Implications and Future Directions
The results demonstrate that MLLMs possess latent 3D spatial perception capabilities that can be activated through targeted training. Explicit supervision on foundational spatial tasks is essential for robust spatial reasoning, with direct implications for robotics, autonomous navigation, and 3D scene understanding. The approach provides a practical pathway for improving MLLM performance in real-world spatial tasks.
However, the current dataset is limited to object-centric scenarios and multiple-choice questions, which simplifies the problem space. Future work should extend to more complex settings, such as camera pose regression, dynamic scenes, and embodied reasoning.

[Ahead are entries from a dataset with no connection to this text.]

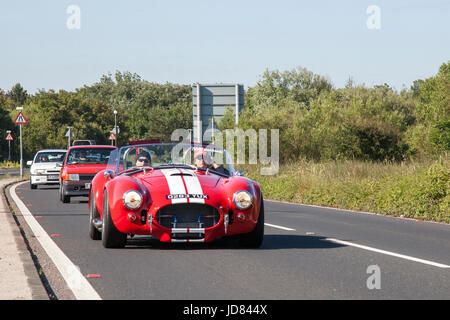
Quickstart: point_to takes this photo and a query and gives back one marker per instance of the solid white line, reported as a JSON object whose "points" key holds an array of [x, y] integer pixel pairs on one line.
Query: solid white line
{"points": [[431, 263], [278, 227], [79, 285]]}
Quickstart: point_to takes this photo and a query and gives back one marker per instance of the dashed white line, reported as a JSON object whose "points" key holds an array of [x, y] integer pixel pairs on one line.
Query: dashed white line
{"points": [[389, 253]]}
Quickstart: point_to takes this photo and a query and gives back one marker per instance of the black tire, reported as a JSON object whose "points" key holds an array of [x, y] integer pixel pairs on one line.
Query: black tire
{"points": [[255, 238], [111, 237], [93, 214]]}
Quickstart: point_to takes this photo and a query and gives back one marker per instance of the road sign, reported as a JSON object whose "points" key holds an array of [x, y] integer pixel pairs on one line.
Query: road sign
{"points": [[20, 119]]}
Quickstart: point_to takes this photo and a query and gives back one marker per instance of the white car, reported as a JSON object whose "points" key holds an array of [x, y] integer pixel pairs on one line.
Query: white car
{"points": [[46, 166]]}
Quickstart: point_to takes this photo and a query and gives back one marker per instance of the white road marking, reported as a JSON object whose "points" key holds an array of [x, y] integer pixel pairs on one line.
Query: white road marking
{"points": [[389, 253], [278, 227], [80, 287]]}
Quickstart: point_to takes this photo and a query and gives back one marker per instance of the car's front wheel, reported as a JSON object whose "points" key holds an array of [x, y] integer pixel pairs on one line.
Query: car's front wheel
{"points": [[254, 238], [111, 237]]}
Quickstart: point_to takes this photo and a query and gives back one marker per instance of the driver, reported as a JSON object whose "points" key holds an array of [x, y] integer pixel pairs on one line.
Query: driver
{"points": [[202, 159], [83, 156]]}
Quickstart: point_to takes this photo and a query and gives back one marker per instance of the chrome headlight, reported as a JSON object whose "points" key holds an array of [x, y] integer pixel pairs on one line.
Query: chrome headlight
{"points": [[132, 199], [242, 199], [74, 177]]}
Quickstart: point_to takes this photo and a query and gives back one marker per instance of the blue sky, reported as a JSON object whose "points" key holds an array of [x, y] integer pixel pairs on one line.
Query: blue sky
{"points": [[210, 41]]}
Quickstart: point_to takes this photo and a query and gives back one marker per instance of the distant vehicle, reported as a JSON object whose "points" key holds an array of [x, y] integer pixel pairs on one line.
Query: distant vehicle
{"points": [[83, 142], [79, 168], [45, 167]]}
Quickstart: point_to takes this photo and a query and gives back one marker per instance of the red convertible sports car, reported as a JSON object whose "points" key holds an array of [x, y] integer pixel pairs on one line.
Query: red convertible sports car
{"points": [[174, 193]]}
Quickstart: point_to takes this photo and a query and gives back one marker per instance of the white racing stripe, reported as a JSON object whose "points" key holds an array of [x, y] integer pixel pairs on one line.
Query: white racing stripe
{"points": [[79, 285]]}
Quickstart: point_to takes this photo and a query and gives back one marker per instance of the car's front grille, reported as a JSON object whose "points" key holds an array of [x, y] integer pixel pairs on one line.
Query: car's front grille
{"points": [[188, 215]]}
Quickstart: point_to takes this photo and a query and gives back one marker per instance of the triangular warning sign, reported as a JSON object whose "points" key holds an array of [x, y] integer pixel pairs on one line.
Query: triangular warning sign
{"points": [[20, 119], [9, 137]]}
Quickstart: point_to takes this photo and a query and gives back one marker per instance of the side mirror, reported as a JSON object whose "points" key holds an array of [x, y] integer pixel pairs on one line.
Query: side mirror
{"points": [[239, 173], [108, 174]]}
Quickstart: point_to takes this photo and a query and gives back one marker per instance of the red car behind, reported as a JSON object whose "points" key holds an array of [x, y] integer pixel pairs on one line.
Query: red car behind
{"points": [[80, 166]]}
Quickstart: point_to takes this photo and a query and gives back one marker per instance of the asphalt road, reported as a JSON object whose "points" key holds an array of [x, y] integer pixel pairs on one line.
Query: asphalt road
{"points": [[321, 254]]}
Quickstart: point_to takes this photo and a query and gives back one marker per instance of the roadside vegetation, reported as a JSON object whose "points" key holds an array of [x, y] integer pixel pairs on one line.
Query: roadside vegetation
{"points": [[365, 148]]}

Additionally, optimizing reasoning efficiency and output length is necessary for multi-step inference tasks.
Conclusion
Actial introduces a principled framework for activating spatial reasoning in MLLMs via Viewpoint Learning and a two-stage fine-tuning strategy. The approach yields substantial improvements in spatial reasoning benchmarks, demonstrating the necessity of foundational spatial skill training. While limitations remain in dataset diversity and reasoning efficiency, the work establishes a foundation for further advances in multimodal spatial intelligence and its application to embodied AI systems.